Experts Announce Agreement on the 25 Most Dangerous Programming Errors - And How to Fix Them
Agreement Will Change How Organizations Buy Software.
Project Manager: Bob Martin, MITRE
Questions: gro.snas|52pot#gro.snas|52pot

(January 12, 2009) Today in Washington, DC, experts from more than 30 US and international cyber security organizations jointly released the consensus list of the 25 most dangerous programming errors that lead to security bugs and that enable cyber espionage and cyber crime. Shockingly, most of these errors are not well understood by programmers; their avoidance is not widely taught by computer science programs; and their presence is frequently not tested by organizations developing software for sale.

The impact of these errors is far reaching. Just two of them led to more than 1.5 million web site security breaches during 2008 - and those breaches cascaded onto the computers of people who visited those web sites, turning their computers into zombies.

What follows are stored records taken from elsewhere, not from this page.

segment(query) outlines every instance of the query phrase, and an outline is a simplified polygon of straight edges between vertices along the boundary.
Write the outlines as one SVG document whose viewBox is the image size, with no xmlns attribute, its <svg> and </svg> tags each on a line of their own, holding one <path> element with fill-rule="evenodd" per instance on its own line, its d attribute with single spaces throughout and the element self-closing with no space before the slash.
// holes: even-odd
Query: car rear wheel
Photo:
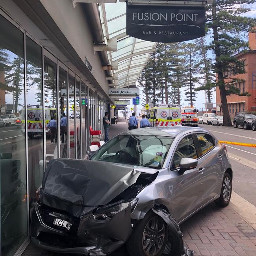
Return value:
<svg viewBox="0 0 256 256">
<path fill-rule="evenodd" d="M 247 130 L 248 128 L 248 125 L 247 124 L 247 122 L 244 122 L 243 125 L 243 127 L 245 130 Z"/>
<path fill-rule="evenodd" d="M 252 126 L 252 129 L 253 131 L 256 131 L 256 125 L 255 124 L 253 124 Z"/>
<path fill-rule="evenodd" d="M 230 175 L 225 173 L 222 182 L 221 196 L 215 201 L 215 202 L 221 207 L 226 206 L 230 200 L 232 193 L 232 181 Z"/>
<path fill-rule="evenodd" d="M 150 211 L 133 228 L 127 243 L 130 256 L 160 256 L 166 245 L 167 225 L 160 216 Z"/>
</svg>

People and organizations that provided substantive input to the project are listed below. They are among the most respected security experts and they come from leading organizations ranging from Symantec and Microsoft, to DHS's National Cyber Security Division and NSA's Information Assurance Division, to OWASP and the Japanese IPA, to the University of California at Davis and Purdue University. The MITRE and the SANS Institute managed the Top 25 Errors initiative, but the impetus for this project came from the National Security Agency and financial support for MITRE's project engineers came from the US Department of Homeland Security's National Cyber Security Division. The Information Assurance Division at NSA and National Cybersecurity Division at DHS have consistently been the government leaders in working to improve the security of software purchased by the government and by the critical national infrastructure.